As the title says, has anyone any experience with breeding these or the American green toad? My partner has recently got some and I would like to see if we could "expand". Thanks in advance for any help.

----------


## Kurt

RBT? Not sure what that is.

----------


## John Clare

Got me.  I could make up a name to fit in there but I would be joking around.

----------


## Kurt

Rwandan black toad? red-backed toad? rice and bean taco?

----------


## John Clare

American Green Toad is _Bufo debilis_.  In the wild they require a cool dry period of several months, followed by severe thunderstorms with warm temperatures.  They usually breed from about May-July in the southern US.  I heard some males calling at the end of July in North Texas last year, but they were the last of the Mohicans.

----------


## alcamee

Sorry, They are Fire Bellied Toads!

----------


## Iceni

I'd start with a real life distribution chart of where these animals live and breed naturally. 
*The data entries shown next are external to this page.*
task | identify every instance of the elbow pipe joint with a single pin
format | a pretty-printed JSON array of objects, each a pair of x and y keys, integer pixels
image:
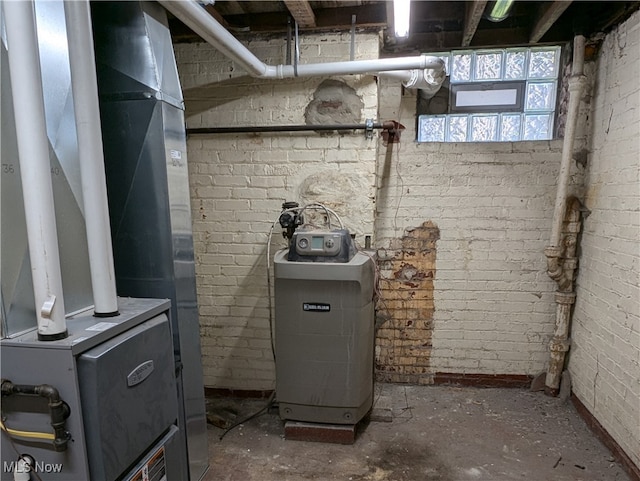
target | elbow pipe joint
[
  {"x": 554, "y": 264},
  {"x": 59, "y": 410}
]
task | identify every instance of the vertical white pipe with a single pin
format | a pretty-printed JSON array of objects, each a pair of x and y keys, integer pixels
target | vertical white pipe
[
  {"x": 35, "y": 169},
  {"x": 576, "y": 83},
  {"x": 94, "y": 187}
]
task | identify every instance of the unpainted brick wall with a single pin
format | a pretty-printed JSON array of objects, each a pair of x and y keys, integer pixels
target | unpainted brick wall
[
  {"x": 405, "y": 305},
  {"x": 239, "y": 182},
  {"x": 605, "y": 352},
  {"x": 493, "y": 302}
]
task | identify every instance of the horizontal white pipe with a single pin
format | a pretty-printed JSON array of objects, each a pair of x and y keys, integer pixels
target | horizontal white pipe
[
  {"x": 94, "y": 186},
  {"x": 427, "y": 80},
  {"x": 196, "y": 18},
  {"x": 35, "y": 168}
]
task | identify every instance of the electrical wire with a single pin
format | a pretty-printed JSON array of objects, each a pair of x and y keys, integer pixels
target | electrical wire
[{"x": 250, "y": 417}]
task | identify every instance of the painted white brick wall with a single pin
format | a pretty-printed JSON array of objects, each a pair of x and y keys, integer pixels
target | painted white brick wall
[
  {"x": 239, "y": 182},
  {"x": 605, "y": 352},
  {"x": 493, "y": 202}
]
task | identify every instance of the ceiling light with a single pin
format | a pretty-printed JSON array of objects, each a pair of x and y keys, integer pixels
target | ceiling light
[{"x": 401, "y": 17}]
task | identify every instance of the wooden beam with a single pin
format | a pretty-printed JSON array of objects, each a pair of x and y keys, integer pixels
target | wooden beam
[
  {"x": 215, "y": 14},
  {"x": 547, "y": 16},
  {"x": 473, "y": 14},
  {"x": 302, "y": 12}
]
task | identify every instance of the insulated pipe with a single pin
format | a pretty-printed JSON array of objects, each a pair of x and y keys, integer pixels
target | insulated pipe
[
  {"x": 35, "y": 168},
  {"x": 576, "y": 84},
  {"x": 94, "y": 184},
  {"x": 215, "y": 34}
]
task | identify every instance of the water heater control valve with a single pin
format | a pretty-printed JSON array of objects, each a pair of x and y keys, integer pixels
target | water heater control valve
[{"x": 318, "y": 243}]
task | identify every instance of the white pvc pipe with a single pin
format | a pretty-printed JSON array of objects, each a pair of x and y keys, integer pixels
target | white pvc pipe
[
  {"x": 196, "y": 18},
  {"x": 94, "y": 186},
  {"x": 576, "y": 84},
  {"x": 427, "y": 80},
  {"x": 35, "y": 168}
]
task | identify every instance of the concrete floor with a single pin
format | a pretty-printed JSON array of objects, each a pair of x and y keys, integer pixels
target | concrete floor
[{"x": 437, "y": 433}]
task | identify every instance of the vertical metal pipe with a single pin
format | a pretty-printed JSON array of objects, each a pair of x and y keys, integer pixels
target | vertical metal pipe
[
  {"x": 576, "y": 84},
  {"x": 556, "y": 267},
  {"x": 35, "y": 168},
  {"x": 94, "y": 185}
]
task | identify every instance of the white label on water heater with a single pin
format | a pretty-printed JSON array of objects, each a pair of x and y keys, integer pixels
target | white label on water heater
[
  {"x": 101, "y": 326},
  {"x": 316, "y": 307}
]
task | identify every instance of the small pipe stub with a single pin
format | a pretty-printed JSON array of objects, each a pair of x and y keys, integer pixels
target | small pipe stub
[{"x": 391, "y": 130}]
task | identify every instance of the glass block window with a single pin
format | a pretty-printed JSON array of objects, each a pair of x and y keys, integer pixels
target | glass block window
[{"x": 495, "y": 95}]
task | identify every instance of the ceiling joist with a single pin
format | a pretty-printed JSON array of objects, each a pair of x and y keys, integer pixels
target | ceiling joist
[
  {"x": 547, "y": 16},
  {"x": 473, "y": 14}
]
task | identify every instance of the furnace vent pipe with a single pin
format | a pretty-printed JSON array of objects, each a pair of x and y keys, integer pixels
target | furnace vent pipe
[
  {"x": 576, "y": 86},
  {"x": 561, "y": 261},
  {"x": 196, "y": 18},
  {"x": 35, "y": 168},
  {"x": 427, "y": 80},
  {"x": 94, "y": 185}
]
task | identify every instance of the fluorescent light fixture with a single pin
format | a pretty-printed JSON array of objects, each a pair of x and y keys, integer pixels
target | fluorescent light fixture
[
  {"x": 401, "y": 17},
  {"x": 499, "y": 10}
]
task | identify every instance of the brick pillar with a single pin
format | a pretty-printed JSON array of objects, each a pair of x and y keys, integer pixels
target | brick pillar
[{"x": 403, "y": 342}]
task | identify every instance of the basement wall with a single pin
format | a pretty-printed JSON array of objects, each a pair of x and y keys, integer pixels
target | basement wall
[
  {"x": 605, "y": 352},
  {"x": 492, "y": 308},
  {"x": 239, "y": 182}
]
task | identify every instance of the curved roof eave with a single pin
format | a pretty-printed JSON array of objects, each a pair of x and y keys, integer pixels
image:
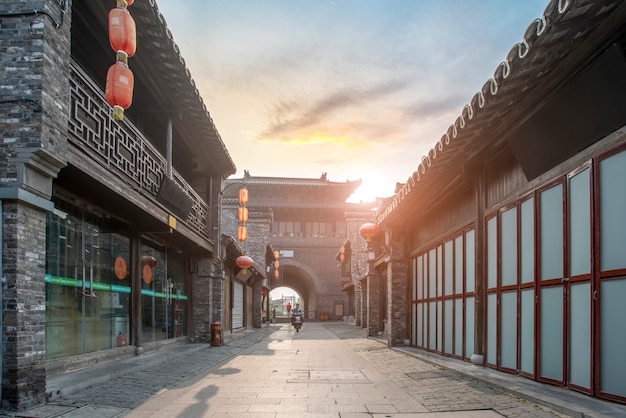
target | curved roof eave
[
  {"x": 563, "y": 26},
  {"x": 158, "y": 42}
]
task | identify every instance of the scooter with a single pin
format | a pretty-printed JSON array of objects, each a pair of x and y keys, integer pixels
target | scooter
[{"x": 296, "y": 321}]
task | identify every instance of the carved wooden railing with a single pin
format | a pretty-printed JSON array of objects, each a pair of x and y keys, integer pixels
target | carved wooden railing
[{"x": 121, "y": 148}]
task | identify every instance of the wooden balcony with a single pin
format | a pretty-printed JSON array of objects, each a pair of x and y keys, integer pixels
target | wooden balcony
[{"x": 122, "y": 149}]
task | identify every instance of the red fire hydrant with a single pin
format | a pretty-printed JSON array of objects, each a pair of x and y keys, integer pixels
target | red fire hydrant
[{"x": 216, "y": 334}]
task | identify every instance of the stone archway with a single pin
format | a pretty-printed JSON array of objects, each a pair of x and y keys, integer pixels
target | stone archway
[{"x": 302, "y": 279}]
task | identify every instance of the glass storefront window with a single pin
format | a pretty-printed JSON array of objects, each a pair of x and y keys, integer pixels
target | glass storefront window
[
  {"x": 163, "y": 295},
  {"x": 87, "y": 282}
]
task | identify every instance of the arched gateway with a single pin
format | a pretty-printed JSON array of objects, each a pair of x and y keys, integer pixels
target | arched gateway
[{"x": 304, "y": 221}]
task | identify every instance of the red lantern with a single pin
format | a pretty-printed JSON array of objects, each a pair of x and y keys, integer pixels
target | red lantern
[
  {"x": 242, "y": 213},
  {"x": 119, "y": 88},
  {"x": 242, "y": 233},
  {"x": 243, "y": 195},
  {"x": 244, "y": 263},
  {"x": 122, "y": 31},
  {"x": 368, "y": 230}
]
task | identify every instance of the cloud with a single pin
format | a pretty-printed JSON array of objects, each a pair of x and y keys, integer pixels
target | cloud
[{"x": 334, "y": 114}]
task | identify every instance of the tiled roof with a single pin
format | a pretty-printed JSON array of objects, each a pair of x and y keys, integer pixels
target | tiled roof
[
  {"x": 159, "y": 56},
  {"x": 553, "y": 48}
]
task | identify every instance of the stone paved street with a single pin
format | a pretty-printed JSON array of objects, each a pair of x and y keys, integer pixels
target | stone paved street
[{"x": 328, "y": 370}]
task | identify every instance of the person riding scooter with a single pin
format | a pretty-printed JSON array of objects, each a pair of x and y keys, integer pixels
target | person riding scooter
[{"x": 296, "y": 312}]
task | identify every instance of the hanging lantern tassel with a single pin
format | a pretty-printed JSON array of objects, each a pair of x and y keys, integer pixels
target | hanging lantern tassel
[
  {"x": 119, "y": 86},
  {"x": 244, "y": 263}
]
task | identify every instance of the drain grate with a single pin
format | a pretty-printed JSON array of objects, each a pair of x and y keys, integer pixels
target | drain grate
[
  {"x": 431, "y": 374},
  {"x": 327, "y": 376}
]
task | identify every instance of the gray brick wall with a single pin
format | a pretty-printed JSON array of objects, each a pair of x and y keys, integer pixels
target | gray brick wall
[
  {"x": 397, "y": 308},
  {"x": 23, "y": 305},
  {"x": 35, "y": 60}
]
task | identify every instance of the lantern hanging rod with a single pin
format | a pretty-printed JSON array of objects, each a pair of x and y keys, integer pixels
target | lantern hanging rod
[
  {"x": 232, "y": 184},
  {"x": 37, "y": 12}
]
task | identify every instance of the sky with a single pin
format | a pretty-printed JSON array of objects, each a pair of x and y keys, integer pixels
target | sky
[{"x": 356, "y": 89}]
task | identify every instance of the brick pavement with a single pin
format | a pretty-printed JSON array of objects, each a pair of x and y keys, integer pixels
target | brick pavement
[{"x": 329, "y": 370}]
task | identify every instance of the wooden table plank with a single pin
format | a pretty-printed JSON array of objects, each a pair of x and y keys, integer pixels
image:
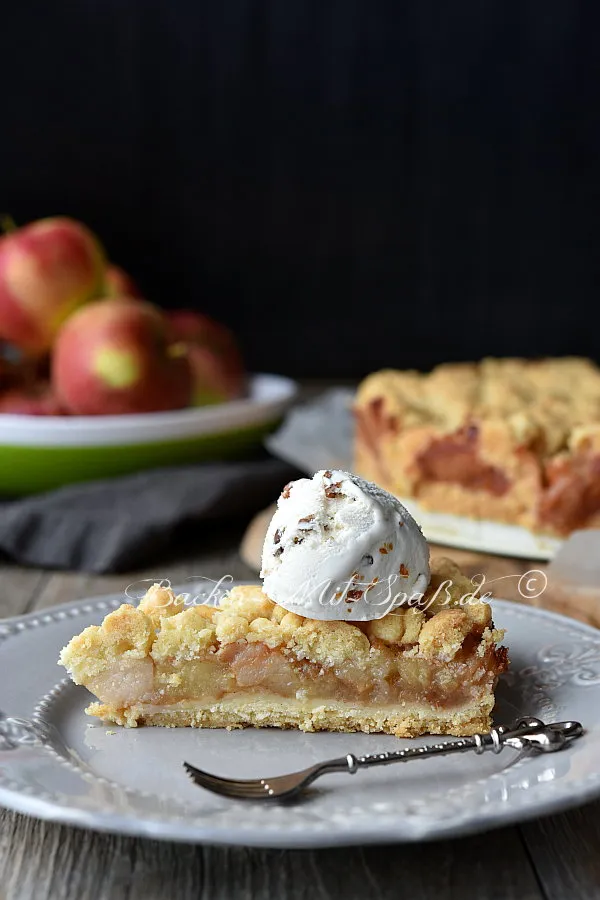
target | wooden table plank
[
  {"x": 19, "y": 588},
  {"x": 565, "y": 851},
  {"x": 50, "y": 861}
]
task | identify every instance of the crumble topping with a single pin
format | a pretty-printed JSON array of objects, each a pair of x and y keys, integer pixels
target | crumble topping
[
  {"x": 160, "y": 629},
  {"x": 541, "y": 401}
]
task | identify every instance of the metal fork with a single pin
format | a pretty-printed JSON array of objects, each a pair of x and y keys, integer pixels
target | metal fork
[{"x": 525, "y": 734}]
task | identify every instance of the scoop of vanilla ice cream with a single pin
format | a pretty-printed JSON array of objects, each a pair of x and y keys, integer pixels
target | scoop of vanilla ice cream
[{"x": 342, "y": 548}]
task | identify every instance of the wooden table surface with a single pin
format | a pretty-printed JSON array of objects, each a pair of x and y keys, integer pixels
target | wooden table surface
[{"x": 555, "y": 857}]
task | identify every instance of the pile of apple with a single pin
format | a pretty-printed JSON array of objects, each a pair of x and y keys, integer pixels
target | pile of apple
[{"x": 77, "y": 338}]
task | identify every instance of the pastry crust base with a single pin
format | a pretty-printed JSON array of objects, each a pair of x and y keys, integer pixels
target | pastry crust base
[{"x": 271, "y": 711}]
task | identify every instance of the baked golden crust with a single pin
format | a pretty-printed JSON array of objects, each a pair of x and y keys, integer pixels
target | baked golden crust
[
  {"x": 483, "y": 439},
  {"x": 428, "y": 666}
]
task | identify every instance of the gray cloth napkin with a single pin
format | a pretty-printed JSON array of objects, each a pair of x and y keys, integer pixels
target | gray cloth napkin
[{"x": 123, "y": 523}]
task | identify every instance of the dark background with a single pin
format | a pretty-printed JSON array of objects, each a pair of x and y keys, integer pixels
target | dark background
[{"x": 348, "y": 184}]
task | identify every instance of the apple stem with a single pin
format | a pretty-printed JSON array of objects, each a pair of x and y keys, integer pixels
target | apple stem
[{"x": 7, "y": 223}]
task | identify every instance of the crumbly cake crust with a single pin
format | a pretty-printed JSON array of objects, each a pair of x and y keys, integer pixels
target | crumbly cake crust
[
  {"x": 513, "y": 440},
  {"x": 141, "y": 663}
]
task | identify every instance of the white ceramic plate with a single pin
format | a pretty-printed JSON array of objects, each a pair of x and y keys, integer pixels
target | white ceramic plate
[
  {"x": 68, "y": 768},
  {"x": 38, "y": 453},
  {"x": 482, "y": 535}
]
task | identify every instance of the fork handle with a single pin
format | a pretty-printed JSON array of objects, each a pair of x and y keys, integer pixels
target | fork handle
[{"x": 525, "y": 734}]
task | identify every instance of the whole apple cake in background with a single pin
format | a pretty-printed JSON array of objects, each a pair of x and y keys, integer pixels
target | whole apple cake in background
[{"x": 510, "y": 440}]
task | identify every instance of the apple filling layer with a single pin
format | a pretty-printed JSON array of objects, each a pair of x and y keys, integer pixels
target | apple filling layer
[{"x": 427, "y": 667}]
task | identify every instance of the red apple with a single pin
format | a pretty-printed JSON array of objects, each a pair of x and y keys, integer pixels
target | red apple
[
  {"x": 214, "y": 355},
  {"x": 114, "y": 356},
  {"x": 36, "y": 400},
  {"x": 47, "y": 269},
  {"x": 119, "y": 283}
]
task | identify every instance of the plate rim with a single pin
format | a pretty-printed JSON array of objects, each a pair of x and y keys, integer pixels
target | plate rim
[
  {"x": 267, "y": 393},
  {"x": 580, "y": 792}
]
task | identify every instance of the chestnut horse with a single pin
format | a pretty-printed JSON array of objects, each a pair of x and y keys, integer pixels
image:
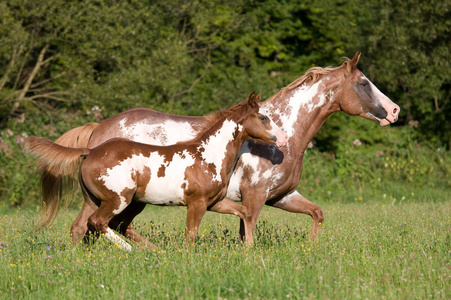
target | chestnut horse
[
  {"x": 263, "y": 174},
  {"x": 120, "y": 173}
]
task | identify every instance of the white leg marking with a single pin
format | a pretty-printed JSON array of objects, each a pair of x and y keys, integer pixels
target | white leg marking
[{"x": 117, "y": 240}]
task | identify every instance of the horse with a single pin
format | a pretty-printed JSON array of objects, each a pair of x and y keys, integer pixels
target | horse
[
  {"x": 121, "y": 173},
  {"x": 263, "y": 175}
]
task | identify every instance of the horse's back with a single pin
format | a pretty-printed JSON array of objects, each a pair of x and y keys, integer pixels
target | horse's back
[{"x": 147, "y": 126}]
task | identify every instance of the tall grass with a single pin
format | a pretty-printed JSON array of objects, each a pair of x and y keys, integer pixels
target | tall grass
[{"x": 374, "y": 249}]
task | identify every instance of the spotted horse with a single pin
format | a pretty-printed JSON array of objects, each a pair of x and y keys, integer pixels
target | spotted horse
[
  {"x": 263, "y": 173},
  {"x": 120, "y": 173}
]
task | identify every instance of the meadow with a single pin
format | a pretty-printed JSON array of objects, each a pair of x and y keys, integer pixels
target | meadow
[{"x": 377, "y": 248}]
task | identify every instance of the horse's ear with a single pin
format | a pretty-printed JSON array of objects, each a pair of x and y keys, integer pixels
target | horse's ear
[
  {"x": 257, "y": 98},
  {"x": 354, "y": 61}
]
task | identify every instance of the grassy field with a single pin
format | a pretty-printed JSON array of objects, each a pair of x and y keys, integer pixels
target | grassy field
[{"x": 372, "y": 249}]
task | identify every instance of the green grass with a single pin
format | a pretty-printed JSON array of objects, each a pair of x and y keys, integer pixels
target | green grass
[{"x": 372, "y": 249}]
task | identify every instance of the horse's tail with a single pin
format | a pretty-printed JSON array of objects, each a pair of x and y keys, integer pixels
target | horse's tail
[{"x": 58, "y": 164}]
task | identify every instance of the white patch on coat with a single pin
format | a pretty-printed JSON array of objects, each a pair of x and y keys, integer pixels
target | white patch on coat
[
  {"x": 302, "y": 98},
  {"x": 161, "y": 190},
  {"x": 214, "y": 148},
  {"x": 166, "y": 133}
]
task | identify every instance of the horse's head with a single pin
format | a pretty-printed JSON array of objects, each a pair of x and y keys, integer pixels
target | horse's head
[
  {"x": 361, "y": 97},
  {"x": 260, "y": 126}
]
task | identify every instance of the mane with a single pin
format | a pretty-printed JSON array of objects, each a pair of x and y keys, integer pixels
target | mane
[
  {"x": 220, "y": 116},
  {"x": 313, "y": 74}
]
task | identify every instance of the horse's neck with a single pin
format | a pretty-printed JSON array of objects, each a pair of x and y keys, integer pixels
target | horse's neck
[
  {"x": 301, "y": 112},
  {"x": 220, "y": 145}
]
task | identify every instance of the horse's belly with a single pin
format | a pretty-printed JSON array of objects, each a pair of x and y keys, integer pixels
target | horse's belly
[{"x": 164, "y": 191}]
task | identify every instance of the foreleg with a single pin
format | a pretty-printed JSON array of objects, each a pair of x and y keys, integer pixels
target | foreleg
[
  {"x": 296, "y": 203},
  {"x": 195, "y": 212}
]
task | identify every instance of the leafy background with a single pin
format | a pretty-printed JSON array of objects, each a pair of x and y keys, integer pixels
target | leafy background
[{"x": 66, "y": 63}]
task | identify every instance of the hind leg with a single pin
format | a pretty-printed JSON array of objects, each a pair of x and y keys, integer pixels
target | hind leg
[
  {"x": 295, "y": 202},
  {"x": 101, "y": 217},
  {"x": 122, "y": 223},
  {"x": 79, "y": 228}
]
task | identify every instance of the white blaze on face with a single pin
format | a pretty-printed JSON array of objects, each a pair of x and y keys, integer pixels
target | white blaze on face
[
  {"x": 165, "y": 190},
  {"x": 214, "y": 148},
  {"x": 166, "y": 133}
]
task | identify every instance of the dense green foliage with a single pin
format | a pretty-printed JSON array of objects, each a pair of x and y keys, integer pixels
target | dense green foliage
[
  {"x": 66, "y": 63},
  {"x": 374, "y": 250}
]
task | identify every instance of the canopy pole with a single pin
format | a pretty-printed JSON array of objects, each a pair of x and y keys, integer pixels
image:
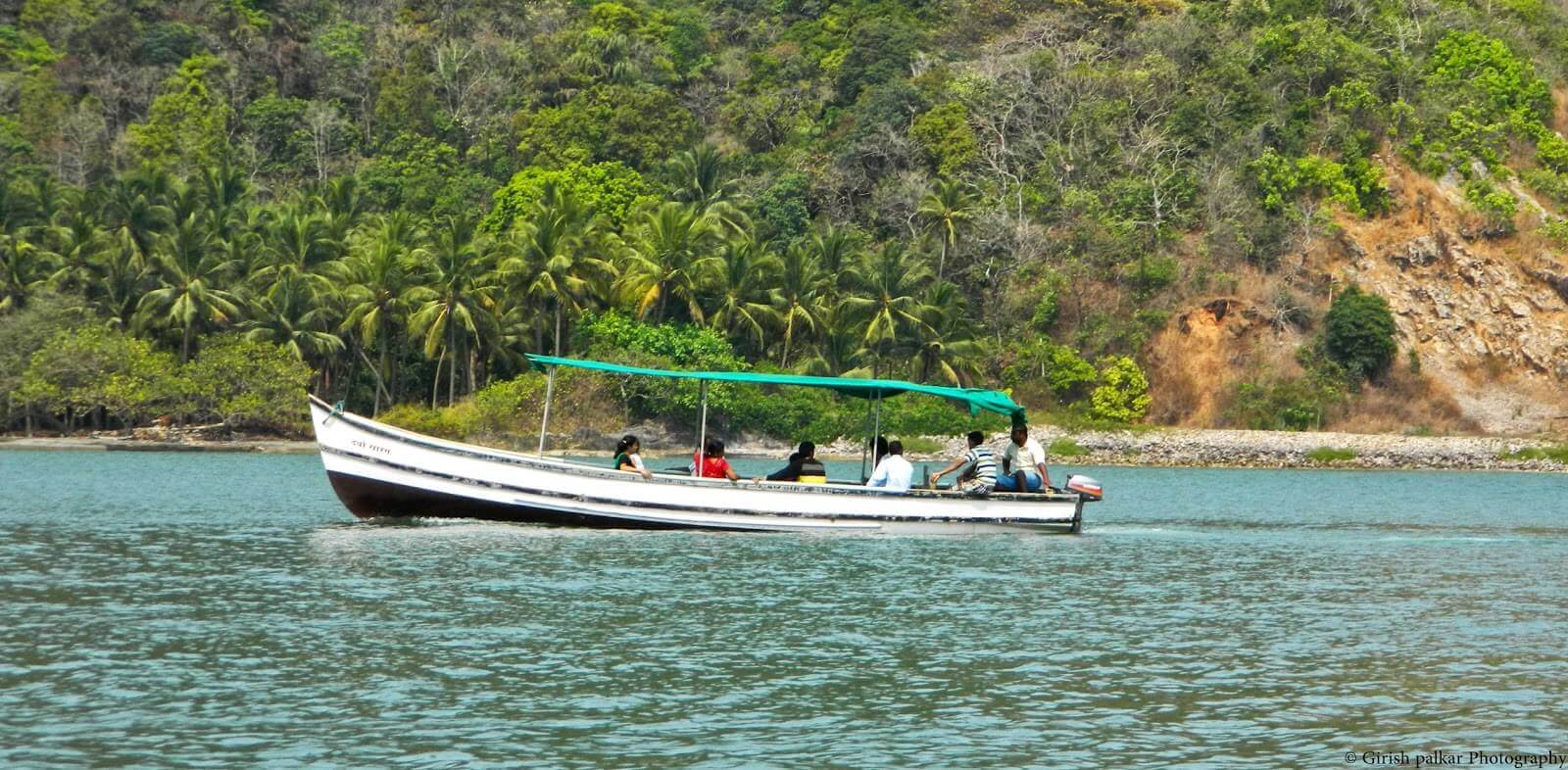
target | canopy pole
[
  {"x": 875, "y": 427},
  {"x": 549, "y": 393},
  {"x": 867, "y": 443},
  {"x": 702, "y": 436}
]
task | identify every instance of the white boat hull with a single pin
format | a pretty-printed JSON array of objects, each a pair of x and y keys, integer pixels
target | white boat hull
[{"x": 383, "y": 471}]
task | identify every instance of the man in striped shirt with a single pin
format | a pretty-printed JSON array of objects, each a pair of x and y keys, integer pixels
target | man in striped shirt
[{"x": 979, "y": 467}]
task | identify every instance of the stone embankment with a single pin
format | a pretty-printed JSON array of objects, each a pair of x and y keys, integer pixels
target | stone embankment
[
  {"x": 1274, "y": 449},
  {"x": 1172, "y": 448},
  {"x": 1176, "y": 448}
]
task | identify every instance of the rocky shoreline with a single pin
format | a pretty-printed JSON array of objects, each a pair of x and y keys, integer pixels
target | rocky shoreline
[{"x": 1162, "y": 448}]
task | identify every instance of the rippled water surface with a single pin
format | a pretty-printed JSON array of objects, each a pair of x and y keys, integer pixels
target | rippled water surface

European Fire-bellied Toad - Bombina bombina : WAZA : World Association of Zoos and Aquariums




> Eastern Europe from the coasts of the southern Baltic Sea south to Turkey and eastwards to beyond the Ural in Russia. Reintroduced into Sweden in 1983 after it became extinct about 1960.


Then you need to work out the average temps in summer and winter. Only do this for 1 location. Say Turkey.

Turkey Average Maximum Temperature Chart

this chart is your guide to how hot the tank should be on a monthly basis. 

After that the rest is habitat, and lighting. 

And the final piece of the puzzle is the animals themselves sometime they will simply not want to breed.

----------